After that it really depends on the algorithm, the data used and what
you need to test. Basically you just have to say given this set of
inputs I get this 'result' that I consider reasonable. After all, if
the implementation of algorithm works then it is most likely the
inputs that are a problem. In statistics, problems usually enter
because the desired model can not be estimated from the provided data.
Separation of user errors from a bug in the code usually identified by
fitting simpler or alternative models.

Please do not mix Frequentist or Likelihood concepts with Bayesian.
Also you never generate data for estimation from the prior
distribution, you generate it from the posterior distribution as that
is what your estimating.

Really in Bayesian sense all this data generation is unnecessary
because you have already calculated that information in computing the
posteriors. The posterior of a parameter is a distribution not a
single number so you just compare distributions. For example, you can
compute modal values and construct Bayesian credible intervals of the
parameters. These should make very strong sense to the original values
simulated.

For Bayesian work, you must address the data and the priors.
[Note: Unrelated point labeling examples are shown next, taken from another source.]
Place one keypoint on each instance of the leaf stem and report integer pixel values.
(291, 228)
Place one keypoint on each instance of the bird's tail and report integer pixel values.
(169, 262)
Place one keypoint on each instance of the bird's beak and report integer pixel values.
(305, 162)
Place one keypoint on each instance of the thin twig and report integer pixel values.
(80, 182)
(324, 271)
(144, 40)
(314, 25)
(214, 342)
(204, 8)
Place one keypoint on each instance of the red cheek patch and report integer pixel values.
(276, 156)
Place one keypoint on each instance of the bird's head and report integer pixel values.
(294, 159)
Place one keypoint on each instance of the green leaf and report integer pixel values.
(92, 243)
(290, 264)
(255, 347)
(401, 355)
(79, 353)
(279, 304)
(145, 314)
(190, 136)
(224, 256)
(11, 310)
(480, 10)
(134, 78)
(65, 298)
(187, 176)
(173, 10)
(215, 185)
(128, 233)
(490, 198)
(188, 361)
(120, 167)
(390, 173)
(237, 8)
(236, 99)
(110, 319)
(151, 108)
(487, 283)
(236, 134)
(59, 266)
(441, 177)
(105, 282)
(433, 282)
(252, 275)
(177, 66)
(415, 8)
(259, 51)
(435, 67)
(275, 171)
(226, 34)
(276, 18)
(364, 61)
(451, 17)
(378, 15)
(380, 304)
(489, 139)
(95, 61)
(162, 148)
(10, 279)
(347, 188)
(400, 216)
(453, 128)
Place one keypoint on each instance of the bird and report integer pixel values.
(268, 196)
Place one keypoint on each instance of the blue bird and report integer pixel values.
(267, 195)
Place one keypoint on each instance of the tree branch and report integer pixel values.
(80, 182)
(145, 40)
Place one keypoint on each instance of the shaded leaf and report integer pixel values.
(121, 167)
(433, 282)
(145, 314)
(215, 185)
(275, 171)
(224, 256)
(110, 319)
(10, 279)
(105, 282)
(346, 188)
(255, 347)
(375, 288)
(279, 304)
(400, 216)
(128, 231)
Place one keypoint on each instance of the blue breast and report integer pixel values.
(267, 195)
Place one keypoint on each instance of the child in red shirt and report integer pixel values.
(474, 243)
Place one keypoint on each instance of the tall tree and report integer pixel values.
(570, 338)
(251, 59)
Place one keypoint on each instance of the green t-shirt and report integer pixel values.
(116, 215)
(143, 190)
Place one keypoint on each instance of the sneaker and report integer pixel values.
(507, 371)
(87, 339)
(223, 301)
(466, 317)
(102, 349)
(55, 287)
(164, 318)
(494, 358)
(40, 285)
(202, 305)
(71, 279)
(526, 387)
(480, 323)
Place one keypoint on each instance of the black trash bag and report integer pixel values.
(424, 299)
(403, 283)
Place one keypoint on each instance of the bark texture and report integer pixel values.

In
particular, you need to be careful about the informativeness of the
prior. You can get great results just because your prior was
sufficiently informative but you can get great results because you
data was very informative.

Depending on how it was implemented, a improper prior can be an issue
because these do not guarantee a proper posterior (but often do lead
to proper posteriors). So if your posterior is improper then you are
in a very bad situation and can lead to weird results some or all of
the time.Some times this is can easily be fixed such as by putting
bounds on flat priors. Whereas proper priors give proper posteriors.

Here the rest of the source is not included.